Please forgive the silly radial laced rear hub - it was changed to 3-cross some time ago!


----------



## StageHand (Dec 27, 2002)

The seatpost racks don't move around much. I did a trip with one loaded around 25 lbs. I didn't have any problems with load shift, but the panniers I had started rubbing the tire, and the center of gravity was really high (Load was entirely above the hub, and only overlapped the tire vertically by about 4 inchest). If I had to do it again . . . I'd do it the same way because of the bikes and equipment at my disposal, but I'd rather have a frame-mounted rack.


----------



## mercierfils (May 10, 2005)

*hmmm... for zero dollars...*

I have an old folding, spring-topped rack (they still sell them in K-Mart-type places) that I have attached to my vintage Cannondale crit (no bosses) bike. I drilled and tapped the rear dropouts and used a lockwasher on a machine screw, then had something like Isopke's rig but up on the top end above the brake.

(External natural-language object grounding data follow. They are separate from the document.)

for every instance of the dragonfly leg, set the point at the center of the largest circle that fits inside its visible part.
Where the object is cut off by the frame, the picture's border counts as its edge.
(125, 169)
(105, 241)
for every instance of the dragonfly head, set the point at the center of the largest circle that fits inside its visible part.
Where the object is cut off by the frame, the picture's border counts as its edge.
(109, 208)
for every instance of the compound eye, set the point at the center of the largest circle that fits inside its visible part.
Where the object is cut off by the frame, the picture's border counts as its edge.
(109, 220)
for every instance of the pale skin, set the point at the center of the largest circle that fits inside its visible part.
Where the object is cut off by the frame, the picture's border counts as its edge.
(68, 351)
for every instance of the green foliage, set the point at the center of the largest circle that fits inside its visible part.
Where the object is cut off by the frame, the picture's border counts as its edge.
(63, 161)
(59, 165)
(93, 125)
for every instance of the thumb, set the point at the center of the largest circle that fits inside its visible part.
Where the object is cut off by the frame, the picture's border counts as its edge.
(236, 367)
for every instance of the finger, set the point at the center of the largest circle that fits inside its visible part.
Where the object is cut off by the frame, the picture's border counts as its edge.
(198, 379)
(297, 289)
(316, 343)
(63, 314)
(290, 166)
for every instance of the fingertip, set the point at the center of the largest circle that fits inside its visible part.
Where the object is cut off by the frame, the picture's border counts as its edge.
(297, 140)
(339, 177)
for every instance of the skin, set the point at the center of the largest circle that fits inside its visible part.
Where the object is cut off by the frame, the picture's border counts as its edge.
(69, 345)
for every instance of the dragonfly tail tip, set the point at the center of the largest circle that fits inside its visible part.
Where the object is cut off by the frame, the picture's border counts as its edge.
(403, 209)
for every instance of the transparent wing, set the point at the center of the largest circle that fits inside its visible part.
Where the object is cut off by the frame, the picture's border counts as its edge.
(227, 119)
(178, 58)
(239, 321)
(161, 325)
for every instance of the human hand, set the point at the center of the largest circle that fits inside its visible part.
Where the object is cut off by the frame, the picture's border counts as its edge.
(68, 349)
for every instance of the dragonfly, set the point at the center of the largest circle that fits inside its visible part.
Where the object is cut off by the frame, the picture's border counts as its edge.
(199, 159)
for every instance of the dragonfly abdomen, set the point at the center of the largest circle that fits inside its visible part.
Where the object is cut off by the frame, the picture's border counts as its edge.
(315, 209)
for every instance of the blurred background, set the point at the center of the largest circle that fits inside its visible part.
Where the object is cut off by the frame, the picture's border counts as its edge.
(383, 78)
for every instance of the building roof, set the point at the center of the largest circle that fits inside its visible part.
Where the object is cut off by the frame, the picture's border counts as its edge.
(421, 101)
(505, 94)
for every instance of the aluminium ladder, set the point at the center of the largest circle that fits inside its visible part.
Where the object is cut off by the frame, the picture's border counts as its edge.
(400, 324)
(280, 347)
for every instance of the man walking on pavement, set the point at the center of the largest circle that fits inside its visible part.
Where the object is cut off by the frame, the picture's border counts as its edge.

I used plumbing pipe hanger strip (preperforated galvanized sheet metal) dipped in Plasti-Dip (used for tool handles; had it already) to improve the grip and save my paint. I bent those to suit and secured them with nylon-cored nuts and machine screws. Okay, I had to buy the nuts. It's held some outrageous loads since 1988 and, other than the cheeseball rack itself, looks manufacured.


----------



## Friction_Shifter (Feb 8, 2006)

did something sort of similar to mercierfils. 85 cannondale SR300. Already had threaded dropouts for racks but no seatstay mounts. I got some of that metal stipping about 0.6" wide that comes in a roll of about 25 feet for $4. It has holes about every 1/2". I just bent that around the oval seatstays and works fine. Not the prettiest but functional. If you have round seatstay tubes you can get rubber coated clamps. A rack attached to seatstays will be more stable than if it is attached to seatpost. But yeah you think there would be something available like that. Maybe bc there is such a variety of seatpost diameters.


----------